I stopped crunching.

‘Oh God, you haven’t got some dodgy tattoos, have you?’ George said. ‘I’ve only just got over Carver’s ones.’

‘No, it’s not tattoos,’ Lockwood said. He gave a smile, but there was sadness in it. ‘If you’re not doing anything, I could show you now.’

He got up, and crossed the room towards the arched doorway. George and I, suddenly quiet, rose and followed him. George’s eyes scanned mine. I realized that my hands were shaking.

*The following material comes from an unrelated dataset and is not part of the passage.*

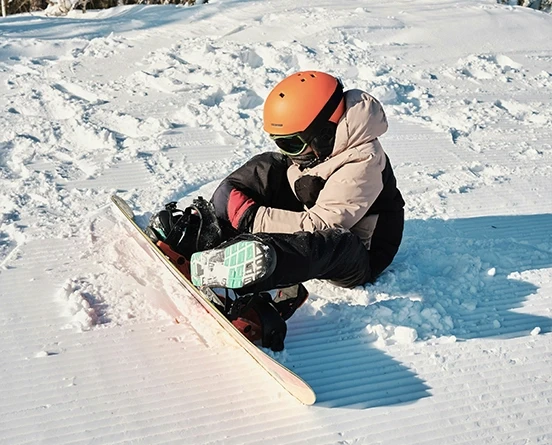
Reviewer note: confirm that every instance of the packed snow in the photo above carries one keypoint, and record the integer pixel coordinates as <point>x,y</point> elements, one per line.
<point>452,344</point>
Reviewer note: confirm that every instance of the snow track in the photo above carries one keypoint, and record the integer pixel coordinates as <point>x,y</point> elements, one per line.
<point>452,345</point>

We left the office, with its desks and streams of sunlight. We spiralled up the iron steps, above the washing baskets and strings of drying laundry; came out into the kitchen, where last night’s dishes lay undone. We went out into the hall, where a brand-new Arabian rug stretched towards the door. We walked below the hanging masks and ghost-catchers, turned at the foot of the stairs, and began to climb again. The messy coat-rack, the living room, the open library door . . . My senses were alive to it all. We passed through all the clutter of the house we shared – ordinary things, familiar things, that might in moments have their meanings changed, subtly and for ever, by whatever it was we were about to see.

The landing, which only has one narrow window, was as dim and shady as ever. The bedroom doors were closed. As usual, one of George’s damp bath-towels was draped unpleasantly over a radiator. From an open window somewhere came birdsong, very beautiful, very loud.

Lockwood stopped outside the forbidden door. He put his hands in his pockets. ‘Here we are,’ he said. ‘It’s been a while since I gave you both your tours, and . . . well, we never exactly completed them, did we? I thought you might like to see in here.’

We stared at the ordinary door, its faded label mark no different from before. ‘Well, yeah . . .’ I began. ‘But only if you . . .’

He nodded. ‘Just turn the handle, walk right in.’

‘Hasn’t it got some kind of secret lock?’ George said. ‘I always assumed there might be some clever man-trap built into it – maybe a guillotine thing that shoots down as you step through? No? Was I over-thinking it?’

‘I’m afraid you were. There’s nothing. I trusted you both, of course.’

We stared at the door.

‘Yes, but Lockwood,’ I said suddenly, ‘all that stuff about secrets works both ways. So what if we’re curious? If you’re not comfortable with it, there’s no reason why we have to know.’

It was the old Lockwood smile again; the landing grew much brighter. ‘It’s fine. I’ve been thinking about doing this for a while now. Somehow, I never got round to it. But when the skull started whispering to you about it, I knew the time had come. Anyway, let me do the honours for you.’

The skull, in so many things, was a liar and a cheat, but it could speak the truth too. It had told us the location of the Bickerstaff papers, casually forgetting to mention the ghost that waited there. At Kensal Green it had helped me access the catacombs, then crowed with delight when I almost died. Its truths, in other words, carried dangers. And it had told the truth about this room.

As Lockwood pulled open the door, we saw that its inner side was thickly lined with strips of iron, carefully nailed into the wood. They were there to block the psychic radiance that now burst out from inside.

A heavy curtain spanned the window opposite, muffling the daylight, keeping the bedroom dark. The air was close and strong, and smelled heavily of lavender.

At first it was difficult to make out anything at all. But as George and I stood there in the doorway, we began to see the glint of silver charms hanging on the walls.

Our eyes adjusted; we gazed at what was in the room. And then I felt the floor pitch under me, as if we were suddenly at sea. George cleared his throat. I put out my hand to clench his arm.

Lockwood stood slightly behind us, waiting.

‘Your parents?’ I was the first to find my voice.